Revision der Staatsanwaltschaft erfolgreich
Der Bundesgerichtshof sah das im Rahmen der Revision anders. Von Strafe dürfe nur in absoluten Ausnahmefällen abgesehen werden, so die BGH-Richter. Zudem müsse nochmal genauer auf private Vorteile geschaut werden. Denn Wolbergs hatte nicht nur hohe Parteispenden für seinen SPD-Ortsverein erhalten. Das Unternehmen des damals mitangeklagten Immobilienunternehmers soll auch Handwerkerrechnungen für Wolbergs übernommen und Wolbergs’ Umfeld Rabatte bei Wohnungskäufen gewährt haben.
Der Unternehmer musste sich in der Zwischenzeit ebenfalls einer Prozess-Neuauflage stellen. Nach einem Deal mit Gericht und Staatsanwaltschaft legte er ein weitgehendes Geständnis ab, gab zu verdeckt mit der Hilfe von Strohmännern und -frauen an die SPD gespendet zu haben und belastete Wolbergs. Das Gericht verurteilte ihn daraufhin wegen Vorteilsgewährung und Verstoß gegen das Parteiengesetz zu einer Bewährungsstrafe von eineinhalb Jahren und einer Geldstrafe in Millionenhöhe.
Geld- oder Freiheitsstrafe möglich
Wolbergs’ Verteidiger Peter Witting hatte diese Verständigung scharf kritisiert [externer Link, möglicherweise Bezahlinhalt]. Das Geständnis des ehemaligen Mitangeklagten erschwert die Verteidigungsstrategie für Wolbergs erheblich. Für den Verteidiger beantwortet es aber noch nicht alle Fragen: So sei offen, ob sein Mandant von dem Strohmannsystem gewusst habe. Einen ähnlichen Deal wie beim Immobilienunternehmer schließen Wolbergs und sein Verteidiger jedenfalls vor Prozessbeginn aus.

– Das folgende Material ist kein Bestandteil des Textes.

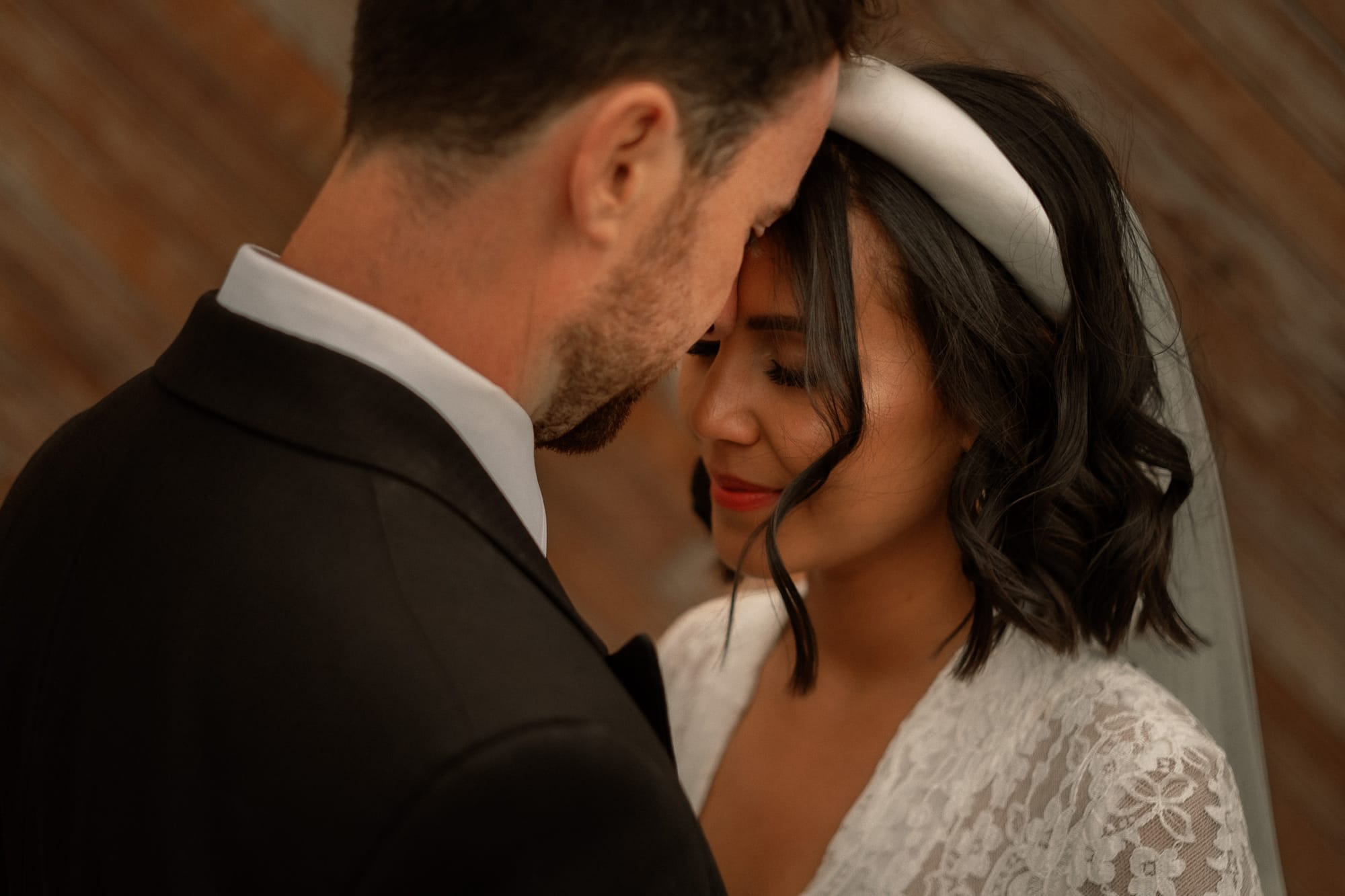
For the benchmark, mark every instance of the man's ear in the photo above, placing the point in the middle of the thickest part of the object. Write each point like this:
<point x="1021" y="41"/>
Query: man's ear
<point x="629" y="161"/>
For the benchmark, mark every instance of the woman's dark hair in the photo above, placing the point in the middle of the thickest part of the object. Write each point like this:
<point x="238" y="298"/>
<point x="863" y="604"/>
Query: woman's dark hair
<point x="1063" y="507"/>
<point x="470" y="79"/>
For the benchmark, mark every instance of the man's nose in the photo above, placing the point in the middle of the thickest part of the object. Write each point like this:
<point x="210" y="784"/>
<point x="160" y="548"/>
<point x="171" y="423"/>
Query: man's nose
<point x="723" y="325"/>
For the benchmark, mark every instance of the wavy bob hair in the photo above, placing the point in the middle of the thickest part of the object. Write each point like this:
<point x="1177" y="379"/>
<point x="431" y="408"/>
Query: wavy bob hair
<point x="1063" y="507"/>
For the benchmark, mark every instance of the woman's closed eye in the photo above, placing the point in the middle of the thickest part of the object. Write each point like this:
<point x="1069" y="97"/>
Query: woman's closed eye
<point x="777" y="373"/>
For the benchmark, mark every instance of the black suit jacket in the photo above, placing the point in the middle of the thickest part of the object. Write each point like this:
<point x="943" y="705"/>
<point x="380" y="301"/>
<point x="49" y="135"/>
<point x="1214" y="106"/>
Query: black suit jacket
<point x="267" y="626"/>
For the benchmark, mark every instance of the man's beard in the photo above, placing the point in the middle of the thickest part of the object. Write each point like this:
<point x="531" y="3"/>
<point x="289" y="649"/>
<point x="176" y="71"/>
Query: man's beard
<point x="611" y="358"/>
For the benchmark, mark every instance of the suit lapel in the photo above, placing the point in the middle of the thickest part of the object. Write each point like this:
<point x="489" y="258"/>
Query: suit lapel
<point x="637" y="666"/>
<point x="322" y="400"/>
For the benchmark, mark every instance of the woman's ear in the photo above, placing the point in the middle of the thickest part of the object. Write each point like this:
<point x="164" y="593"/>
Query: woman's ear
<point x="629" y="162"/>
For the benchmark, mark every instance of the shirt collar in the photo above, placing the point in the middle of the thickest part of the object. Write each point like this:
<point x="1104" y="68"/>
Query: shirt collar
<point x="496" y="428"/>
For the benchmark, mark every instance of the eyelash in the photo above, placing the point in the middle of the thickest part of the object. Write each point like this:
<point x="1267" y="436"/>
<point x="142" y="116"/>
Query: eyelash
<point x="778" y="373"/>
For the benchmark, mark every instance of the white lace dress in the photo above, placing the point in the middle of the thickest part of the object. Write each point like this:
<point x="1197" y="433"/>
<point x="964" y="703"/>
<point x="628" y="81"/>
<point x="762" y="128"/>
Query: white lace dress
<point x="1042" y="775"/>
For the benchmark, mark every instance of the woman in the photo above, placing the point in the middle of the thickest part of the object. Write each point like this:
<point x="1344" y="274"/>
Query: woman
<point x="956" y="438"/>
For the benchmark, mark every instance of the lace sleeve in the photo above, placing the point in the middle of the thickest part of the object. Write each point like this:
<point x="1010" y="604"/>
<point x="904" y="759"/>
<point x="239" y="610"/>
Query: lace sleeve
<point x="1163" y="817"/>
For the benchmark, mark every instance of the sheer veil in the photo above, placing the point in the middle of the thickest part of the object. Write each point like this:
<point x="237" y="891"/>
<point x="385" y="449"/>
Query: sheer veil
<point x="937" y="145"/>
<point x="1214" y="682"/>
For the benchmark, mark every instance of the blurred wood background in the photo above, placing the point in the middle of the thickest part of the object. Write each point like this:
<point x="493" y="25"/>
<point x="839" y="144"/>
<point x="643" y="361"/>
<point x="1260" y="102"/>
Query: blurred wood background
<point x="143" y="142"/>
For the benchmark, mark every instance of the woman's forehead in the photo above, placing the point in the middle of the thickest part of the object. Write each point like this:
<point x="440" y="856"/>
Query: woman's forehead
<point x="766" y="286"/>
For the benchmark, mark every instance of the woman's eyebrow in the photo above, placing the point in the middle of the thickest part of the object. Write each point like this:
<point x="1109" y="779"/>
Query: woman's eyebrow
<point x="779" y="323"/>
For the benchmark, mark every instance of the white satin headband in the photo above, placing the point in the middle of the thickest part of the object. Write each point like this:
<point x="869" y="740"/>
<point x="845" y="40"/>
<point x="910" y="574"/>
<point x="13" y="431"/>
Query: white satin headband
<point x="925" y="135"/>
<point x="930" y="139"/>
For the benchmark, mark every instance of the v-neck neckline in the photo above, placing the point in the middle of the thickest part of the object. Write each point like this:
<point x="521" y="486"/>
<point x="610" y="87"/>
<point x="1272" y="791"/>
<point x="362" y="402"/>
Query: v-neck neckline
<point x="742" y="677"/>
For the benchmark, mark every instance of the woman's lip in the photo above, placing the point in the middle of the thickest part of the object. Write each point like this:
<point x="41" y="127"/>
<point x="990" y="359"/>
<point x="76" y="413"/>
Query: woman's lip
<point x="742" y="495"/>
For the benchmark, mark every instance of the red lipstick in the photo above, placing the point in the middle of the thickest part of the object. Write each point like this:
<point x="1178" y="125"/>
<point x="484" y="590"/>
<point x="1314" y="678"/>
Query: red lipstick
<point x="742" y="495"/>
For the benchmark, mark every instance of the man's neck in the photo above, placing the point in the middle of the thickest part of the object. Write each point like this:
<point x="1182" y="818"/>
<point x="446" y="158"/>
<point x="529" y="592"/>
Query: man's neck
<point x="458" y="275"/>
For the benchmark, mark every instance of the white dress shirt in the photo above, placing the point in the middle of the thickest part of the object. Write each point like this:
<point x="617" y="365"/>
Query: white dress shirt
<point x="496" y="428"/>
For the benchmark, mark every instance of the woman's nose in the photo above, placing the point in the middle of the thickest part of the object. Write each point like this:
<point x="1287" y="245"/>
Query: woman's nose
<point x="722" y="405"/>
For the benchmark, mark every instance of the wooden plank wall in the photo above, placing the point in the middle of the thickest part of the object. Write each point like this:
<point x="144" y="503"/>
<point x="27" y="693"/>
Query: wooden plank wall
<point x="143" y="142"/>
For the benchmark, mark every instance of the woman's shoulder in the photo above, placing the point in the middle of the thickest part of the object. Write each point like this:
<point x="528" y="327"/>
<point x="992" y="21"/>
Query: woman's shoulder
<point x="1112" y="700"/>
<point x="703" y="638"/>
<point x="1156" y="799"/>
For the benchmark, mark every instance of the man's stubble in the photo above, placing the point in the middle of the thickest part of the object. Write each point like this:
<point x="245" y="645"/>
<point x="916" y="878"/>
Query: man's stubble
<point x="625" y="345"/>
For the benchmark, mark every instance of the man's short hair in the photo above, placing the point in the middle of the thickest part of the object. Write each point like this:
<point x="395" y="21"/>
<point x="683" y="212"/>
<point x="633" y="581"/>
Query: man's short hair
<point x="467" y="81"/>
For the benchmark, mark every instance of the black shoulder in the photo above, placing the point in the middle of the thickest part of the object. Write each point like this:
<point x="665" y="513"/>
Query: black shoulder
<point x="553" y="807"/>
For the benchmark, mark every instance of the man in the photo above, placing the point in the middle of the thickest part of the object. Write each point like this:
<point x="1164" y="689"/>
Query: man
<point x="275" y="616"/>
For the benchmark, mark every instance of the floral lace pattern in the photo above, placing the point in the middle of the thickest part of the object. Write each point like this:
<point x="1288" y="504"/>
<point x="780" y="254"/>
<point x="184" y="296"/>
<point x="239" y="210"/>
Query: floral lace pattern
<point x="1043" y="775"/>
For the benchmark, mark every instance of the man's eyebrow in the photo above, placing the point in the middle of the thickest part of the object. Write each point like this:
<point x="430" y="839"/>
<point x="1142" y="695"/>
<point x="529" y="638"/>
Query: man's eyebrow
<point x="778" y="323"/>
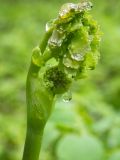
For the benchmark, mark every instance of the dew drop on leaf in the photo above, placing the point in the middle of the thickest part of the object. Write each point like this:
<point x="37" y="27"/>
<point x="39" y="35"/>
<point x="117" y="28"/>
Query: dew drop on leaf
<point x="56" y="39"/>
<point x="77" y="56"/>
<point x="67" y="96"/>
<point x="66" y="9"/>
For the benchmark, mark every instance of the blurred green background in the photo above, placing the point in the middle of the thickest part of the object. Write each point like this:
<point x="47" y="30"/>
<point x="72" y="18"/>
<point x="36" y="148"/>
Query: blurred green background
<point x="88" y="127"/>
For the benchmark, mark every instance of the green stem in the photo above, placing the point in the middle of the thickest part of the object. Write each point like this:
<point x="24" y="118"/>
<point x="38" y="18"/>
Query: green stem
<point x="32" y="145"/>
<point x="39" y="108"/>
<point x="44" y="42"/>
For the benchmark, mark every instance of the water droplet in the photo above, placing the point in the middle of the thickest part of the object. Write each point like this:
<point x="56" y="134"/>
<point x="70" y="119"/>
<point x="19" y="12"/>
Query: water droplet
<point x="48" y="26"/>
<point x="66" y="9"/>
<point x="69" y="63"/>
<point x="67" y="96"/>
<point x="77" y="56"/>
<point x="84" y="6"/>
<point x="56" y="39"/>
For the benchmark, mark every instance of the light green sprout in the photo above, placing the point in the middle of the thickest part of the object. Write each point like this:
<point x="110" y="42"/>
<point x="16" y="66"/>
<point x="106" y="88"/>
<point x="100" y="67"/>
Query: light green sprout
<point x="69" y="49"/>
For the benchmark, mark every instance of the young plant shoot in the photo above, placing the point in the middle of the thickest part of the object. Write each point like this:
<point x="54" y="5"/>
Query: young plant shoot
<point x="69" y="48"/>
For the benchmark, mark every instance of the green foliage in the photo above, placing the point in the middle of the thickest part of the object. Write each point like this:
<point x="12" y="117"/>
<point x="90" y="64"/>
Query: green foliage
<point x="95" y="105"/>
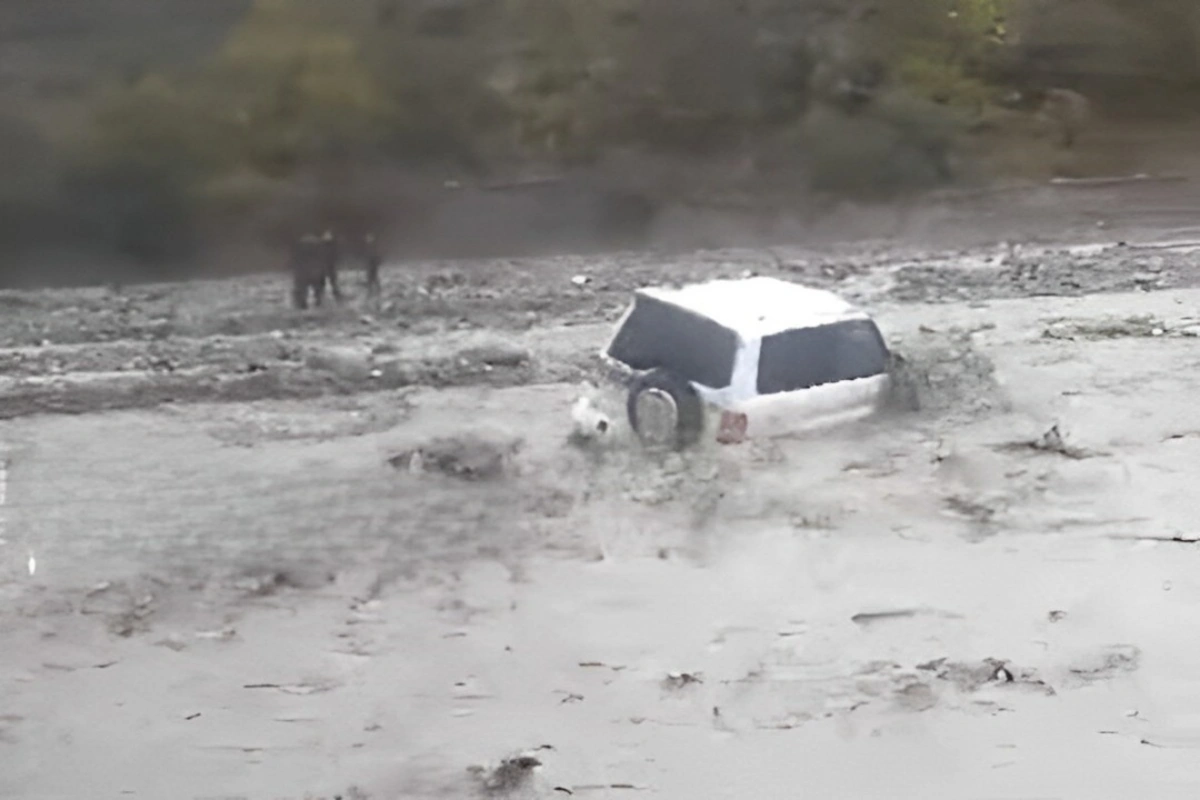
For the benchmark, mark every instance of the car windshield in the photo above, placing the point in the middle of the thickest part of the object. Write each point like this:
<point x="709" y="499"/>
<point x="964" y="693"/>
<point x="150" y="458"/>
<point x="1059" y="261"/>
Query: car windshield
<point x="811" y="356"/>
<point x="661" y="335"/>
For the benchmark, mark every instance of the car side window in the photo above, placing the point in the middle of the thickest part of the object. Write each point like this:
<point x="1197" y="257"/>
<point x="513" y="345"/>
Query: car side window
<point x="663" y="335"/>
<point x="810" y="356"/>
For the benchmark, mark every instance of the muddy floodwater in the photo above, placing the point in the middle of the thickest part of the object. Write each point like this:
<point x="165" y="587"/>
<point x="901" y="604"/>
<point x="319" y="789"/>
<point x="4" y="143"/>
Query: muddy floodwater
<point x="247" y="552"/>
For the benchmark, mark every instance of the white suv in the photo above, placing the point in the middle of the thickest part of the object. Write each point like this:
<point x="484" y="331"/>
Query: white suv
<point x="771" y="356"/>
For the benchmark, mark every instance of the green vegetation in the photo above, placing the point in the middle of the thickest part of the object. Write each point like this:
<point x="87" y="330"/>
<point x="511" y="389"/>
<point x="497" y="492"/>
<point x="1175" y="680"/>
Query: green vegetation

Wolbergs hofft auf Richter, die ihm zuhören
Sollte am Ende der Neuauflage des Prozesses, für den 13 Verhandlungstage angesetzt sind, erneut eine Verurteilung wegen Vorteilsannahme stehen, droht Wolbergs eine Strafe, die von einer Geldstrafe bis hin zu einer Freiheitsstrafe von drei Jahren reichen könnte. "Da geht es um relativ viel", so Wolbergs deshalb auch in seiner Videobotschaft wenige Tage vor Prozessbeginn. Alles, was er sich erhoffe, sei eine Kammer, die sich wirklich für die Dinge interessiere und ihm erlaube, seine Sicht der Dinge darstellen zu können, so Wolbergs. "Dann können mir die Richterinnen und Richter sagen, ob sie mir glauben oder nicht."